Film Review | The Gunman

gunman Despite a strong ensemble cast lead by a determined, musclebound Sean Penn, The Gunman fails to deliver a cohesive story or the exciting shootouts suggested by its title. Director Pierre Morel, having re-launched Liam Neeson's action career with Taken (2008), aims to establish a similar aging anti-hero in Penn's Jim Terrier. However, the sharp pacing and continuous action of that film have here been replaced by muddled exposition attempting to explain an overwrought assassination double-cross.

When the action does kick off, sporadic as it may be, it leads to a few genuinely intense moments. The hand-to-hand combat is visceral and well-shot, while the brief firefights hint at the solid run-and-gun thriller that a better script might have produced. Indeed the excellent Javier Bardem is wasted in his abbreviated screen time, and Mark Rylance's serpentine villain never feels truly threatening. Throw in an odd romance with Terrier's former love interest and the film just doesn't gel from scene to scene.

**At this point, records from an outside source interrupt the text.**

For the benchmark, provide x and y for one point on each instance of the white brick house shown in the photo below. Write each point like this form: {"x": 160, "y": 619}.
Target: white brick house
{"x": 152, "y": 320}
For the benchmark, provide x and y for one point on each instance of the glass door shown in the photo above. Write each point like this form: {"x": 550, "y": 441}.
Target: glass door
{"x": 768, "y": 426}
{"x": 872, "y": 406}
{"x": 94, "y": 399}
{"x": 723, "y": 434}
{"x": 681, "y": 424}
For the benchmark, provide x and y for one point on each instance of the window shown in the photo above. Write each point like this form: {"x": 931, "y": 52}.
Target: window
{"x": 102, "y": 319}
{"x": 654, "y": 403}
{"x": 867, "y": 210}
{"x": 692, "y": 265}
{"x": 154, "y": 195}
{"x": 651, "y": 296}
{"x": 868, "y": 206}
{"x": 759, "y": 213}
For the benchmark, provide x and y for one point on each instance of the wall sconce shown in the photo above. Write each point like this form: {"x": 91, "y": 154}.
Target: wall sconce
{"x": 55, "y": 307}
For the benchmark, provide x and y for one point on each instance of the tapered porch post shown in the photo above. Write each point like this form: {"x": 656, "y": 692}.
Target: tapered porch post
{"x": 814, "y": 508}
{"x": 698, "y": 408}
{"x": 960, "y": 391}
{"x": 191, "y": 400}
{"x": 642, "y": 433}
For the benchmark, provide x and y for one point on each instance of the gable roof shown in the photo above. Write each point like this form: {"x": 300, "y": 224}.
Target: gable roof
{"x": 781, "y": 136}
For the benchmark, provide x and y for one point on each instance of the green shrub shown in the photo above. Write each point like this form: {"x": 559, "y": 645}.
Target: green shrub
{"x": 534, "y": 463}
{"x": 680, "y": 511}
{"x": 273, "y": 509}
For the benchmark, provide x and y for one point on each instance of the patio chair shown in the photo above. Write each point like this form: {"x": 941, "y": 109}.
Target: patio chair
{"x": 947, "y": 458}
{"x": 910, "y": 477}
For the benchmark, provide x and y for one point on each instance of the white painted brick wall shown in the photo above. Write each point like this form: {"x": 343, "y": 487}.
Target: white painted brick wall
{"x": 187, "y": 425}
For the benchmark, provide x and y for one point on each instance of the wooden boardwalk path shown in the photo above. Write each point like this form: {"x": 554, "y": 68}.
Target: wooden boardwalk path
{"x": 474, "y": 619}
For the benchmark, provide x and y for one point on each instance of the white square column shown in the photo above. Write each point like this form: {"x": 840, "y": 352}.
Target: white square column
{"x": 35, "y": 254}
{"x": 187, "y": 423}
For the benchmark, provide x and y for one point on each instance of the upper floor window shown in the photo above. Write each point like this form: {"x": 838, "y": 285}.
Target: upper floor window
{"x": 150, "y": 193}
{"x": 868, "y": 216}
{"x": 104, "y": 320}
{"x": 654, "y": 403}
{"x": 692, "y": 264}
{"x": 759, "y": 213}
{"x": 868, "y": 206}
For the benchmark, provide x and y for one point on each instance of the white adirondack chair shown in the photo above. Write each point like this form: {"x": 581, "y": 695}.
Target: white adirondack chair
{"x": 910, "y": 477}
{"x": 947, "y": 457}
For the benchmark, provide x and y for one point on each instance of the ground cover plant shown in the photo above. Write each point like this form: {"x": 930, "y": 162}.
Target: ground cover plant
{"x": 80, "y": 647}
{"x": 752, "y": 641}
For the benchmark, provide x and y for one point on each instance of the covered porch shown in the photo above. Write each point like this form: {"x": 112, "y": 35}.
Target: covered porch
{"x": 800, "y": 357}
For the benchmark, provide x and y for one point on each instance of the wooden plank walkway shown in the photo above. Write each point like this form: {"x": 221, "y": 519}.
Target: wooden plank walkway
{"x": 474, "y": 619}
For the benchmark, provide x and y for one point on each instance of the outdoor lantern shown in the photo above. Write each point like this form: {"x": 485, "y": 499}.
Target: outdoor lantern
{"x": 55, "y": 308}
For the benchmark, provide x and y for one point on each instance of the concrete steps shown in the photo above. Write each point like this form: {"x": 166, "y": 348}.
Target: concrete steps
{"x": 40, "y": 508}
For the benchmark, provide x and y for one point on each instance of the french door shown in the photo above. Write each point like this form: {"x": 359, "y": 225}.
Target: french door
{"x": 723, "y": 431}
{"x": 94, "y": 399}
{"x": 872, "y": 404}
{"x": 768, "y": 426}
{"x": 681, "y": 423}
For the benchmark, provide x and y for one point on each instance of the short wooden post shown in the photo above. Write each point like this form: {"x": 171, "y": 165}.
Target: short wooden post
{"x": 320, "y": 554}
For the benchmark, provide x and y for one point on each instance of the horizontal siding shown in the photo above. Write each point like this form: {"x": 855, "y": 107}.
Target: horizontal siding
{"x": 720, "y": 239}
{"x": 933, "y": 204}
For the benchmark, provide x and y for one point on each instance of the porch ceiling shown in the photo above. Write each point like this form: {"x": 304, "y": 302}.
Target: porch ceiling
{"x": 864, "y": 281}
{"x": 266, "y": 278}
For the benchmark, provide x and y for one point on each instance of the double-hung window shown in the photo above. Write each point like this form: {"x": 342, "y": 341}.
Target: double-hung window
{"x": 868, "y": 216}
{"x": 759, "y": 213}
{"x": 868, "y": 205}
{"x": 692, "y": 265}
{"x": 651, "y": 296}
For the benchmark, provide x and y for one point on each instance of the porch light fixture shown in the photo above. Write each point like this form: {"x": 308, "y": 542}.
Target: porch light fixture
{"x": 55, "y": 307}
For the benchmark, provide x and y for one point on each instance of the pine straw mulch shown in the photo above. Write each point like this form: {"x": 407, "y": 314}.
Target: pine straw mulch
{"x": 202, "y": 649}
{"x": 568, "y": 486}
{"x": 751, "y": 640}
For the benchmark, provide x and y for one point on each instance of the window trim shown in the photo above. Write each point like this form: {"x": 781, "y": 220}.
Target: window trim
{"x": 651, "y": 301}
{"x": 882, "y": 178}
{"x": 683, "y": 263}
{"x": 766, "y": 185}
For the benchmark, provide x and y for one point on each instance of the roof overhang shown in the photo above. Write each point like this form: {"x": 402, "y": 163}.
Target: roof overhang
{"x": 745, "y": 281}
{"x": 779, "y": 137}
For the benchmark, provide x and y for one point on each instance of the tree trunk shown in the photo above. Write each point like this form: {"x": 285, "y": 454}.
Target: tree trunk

The gig is officially up by the time a final, so-so set piece is staged at a Spanish bullfight. With the stakes never made clear and the characters under-developed, any real payoff becomes an unlikelihood. This sort of movie is all the more disappointing when enough talented people are involved that screwing up seems more difficult than succeeding. So much for the first chapter of a franchise, Terrier's story ends here - dead on arrival.